Świetne spotkanie w meczu Pucharu Ligi Angielskiej zanotował Mateusz Klich. Reprezentant Polski dwukrotnie wpisał się na listę strzelców, a jego Leeds United pokonało Barnsley i awansowało do 1/16 finału. Polak ponownie potwierdził dobrą dyspozycję i jego notowania w zespole Leeds zdają się rosnąć. Na początku tego sezonu w Premier League jest zmiennikiem, jednak na przestrzeni kolejnych kolejek powinien dostawać jeszcze więcej szans do gry.
Polak bohaterem
Mecz z niżej notowanym Barnsley był doskonałą okazją do tego, aby Mateusz Klich powalczył o uznanie w oczach trenera Jessego Marscha. Choć przeciwnik Leeds gra obecnie na trzecim poziomie rozgrywkowym w Anglii, to jednak dwa gole Mateusza Klicha muszą robić wrażenie. Wynik meczu już w 21. minucie otworzył Luis Sinisterra z Kolumbii i było 1:0 dla Leeds. W 32. minucie do piłki ustawionej na 11. metrze podszedł Mateusz Klich i pewnym strzałem pokonał bramkarza rywali. Gracze Barnsley przed przerwą zdobyli jeszcze bramkę kontaktową, a jej autorem był Duńczyk Mads Juel Andersen. Kilka minut później jego klubowy kolega nie wykorzystał rzutu karnego i na przerwę Leeds schodziło przy prowadzeniu 2:1.
Klich zamknął mecz w drugiej połowie
Na początku drugiej połowy piłkarze Barnsley mogli mieć jeszcze nadzieje na odwrócenie losów meczu.

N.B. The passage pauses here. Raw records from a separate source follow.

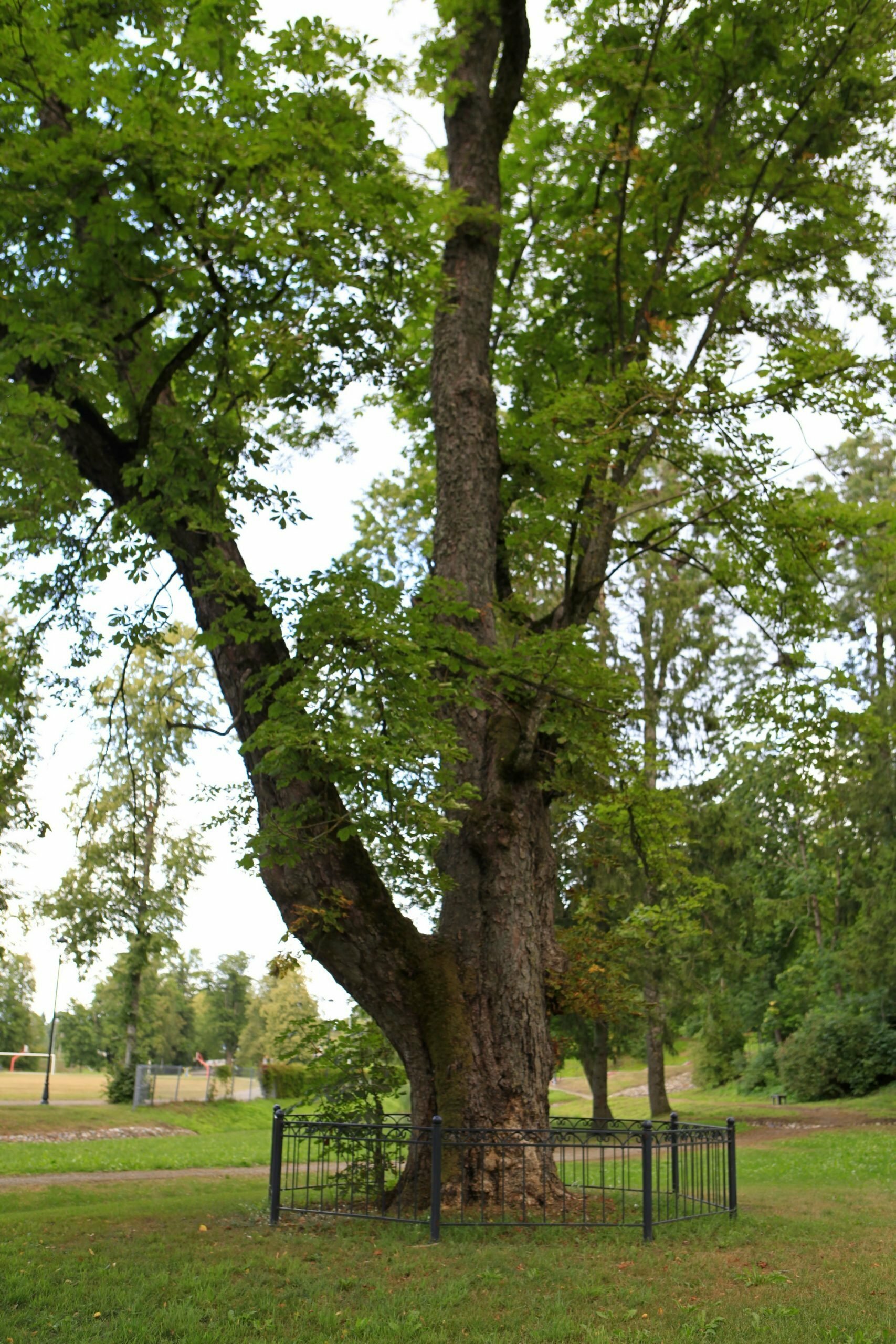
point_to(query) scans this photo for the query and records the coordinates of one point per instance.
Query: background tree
(281, 1000)
(81, 1037)
(19, 1023)
(671, 193)
(222, 1010)
(135, 867)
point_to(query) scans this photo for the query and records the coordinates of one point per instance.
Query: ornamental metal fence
(159, 1084)
(577, 1172)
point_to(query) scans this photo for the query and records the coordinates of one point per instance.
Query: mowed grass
(812, 1257)
(22, 1085)
(222, 1135)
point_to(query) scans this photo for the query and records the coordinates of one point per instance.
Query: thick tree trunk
(594, 1053)
(655, 1043)
(464, 1006)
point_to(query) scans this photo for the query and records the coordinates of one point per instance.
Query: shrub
(761, 1073)
(120, 1084)
(282, 1081)
(842, 1052)
(721, 1053)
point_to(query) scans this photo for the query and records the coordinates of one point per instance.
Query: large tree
(198, 253)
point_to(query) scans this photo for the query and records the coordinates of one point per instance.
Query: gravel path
(66, 1136)
(97, 1178)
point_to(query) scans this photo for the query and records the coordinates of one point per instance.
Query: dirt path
(33, 1182)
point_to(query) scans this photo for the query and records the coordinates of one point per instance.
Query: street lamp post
(45, 1100)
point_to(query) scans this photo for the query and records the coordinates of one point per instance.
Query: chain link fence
(156, 1085)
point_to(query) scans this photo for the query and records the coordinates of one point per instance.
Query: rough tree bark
(464, 1006)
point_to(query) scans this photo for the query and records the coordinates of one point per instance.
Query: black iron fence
(577, 1172)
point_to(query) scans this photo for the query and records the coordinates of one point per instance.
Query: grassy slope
(812, 1258)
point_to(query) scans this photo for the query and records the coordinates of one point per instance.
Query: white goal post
(29, 1054)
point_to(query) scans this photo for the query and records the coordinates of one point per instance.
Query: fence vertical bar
(276, 1164)
(647, 1179)
(673, 1151)
(436, 1186)
(733, 1170)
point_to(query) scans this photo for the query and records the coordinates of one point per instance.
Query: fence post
(733, 1170)
(276, 1163)
(436, 1184)
(673, 1150)
(647, 1178)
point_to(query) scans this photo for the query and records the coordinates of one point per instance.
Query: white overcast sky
(229, 909)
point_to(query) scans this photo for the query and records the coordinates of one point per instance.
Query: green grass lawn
(812, 1257)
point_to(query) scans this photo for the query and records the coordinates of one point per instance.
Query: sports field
(191, 1258)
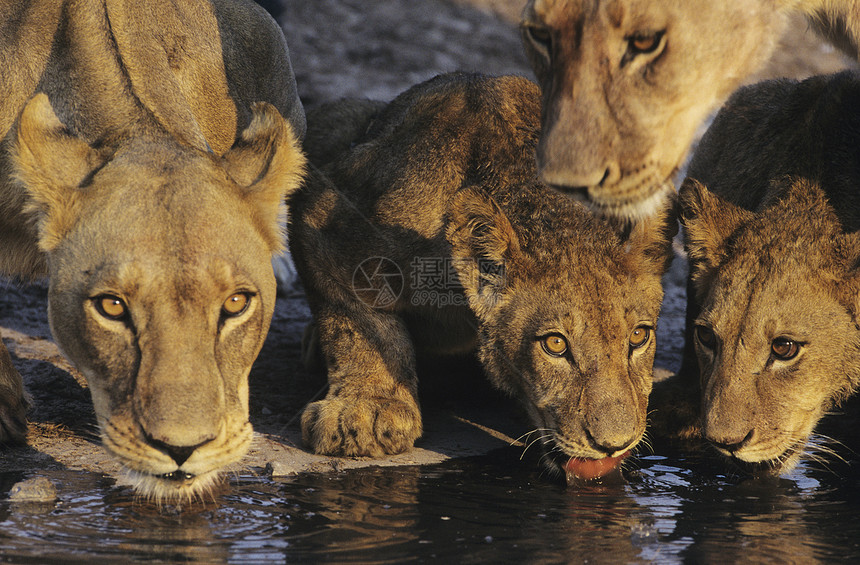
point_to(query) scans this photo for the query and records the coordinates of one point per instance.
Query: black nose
(179, 453)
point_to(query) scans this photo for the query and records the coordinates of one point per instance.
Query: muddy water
(492, 509)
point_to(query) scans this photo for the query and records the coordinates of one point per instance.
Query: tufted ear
(708, 222)
(52, 163)
(484, 246)
(267, 162)
(650, 241)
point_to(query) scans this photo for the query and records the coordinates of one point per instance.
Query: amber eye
(643, 43)
(554, 344)
(110, 306)
(784, 349)
(705, 336)
(235, 304)
(639, 336)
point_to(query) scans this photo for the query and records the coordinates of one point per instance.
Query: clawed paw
(361, 427)
(13, 419)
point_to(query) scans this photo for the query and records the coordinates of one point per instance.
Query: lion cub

Jednak emocje zamknął w 56. minucie Mateusz Klich. Pomocnik reprezentacji Polski wbiegł w pole karne rywali, przejął bezpańską piłkę i pewnym strzałem pokonał bramkarza. Wyprowadził Leeds United na prowadzenie 3:1 i jasne stało się, że zespół z Premier League awansuje do 1/16 finału. Polak przebywał na boisku przez 90 minut. Liczymy na to, że dobry występ w pucharach przełoży się na więcej minut w lidze i Jesse Marsch chętniej będzie stawiał na Mateusza Klicha. To niezwykle ważne w kontekście zbliżających się Mistrzostw Świata w Katarze. W barwach Barnsley zabrakło obrońcy Michała Helika. Zawodnik zmaga się z kontuzją i próbuje zmienić klub. Jeżeli pozostanie w Barnsley, to może zamknąć sobie szansę wyjazdu na Mundial.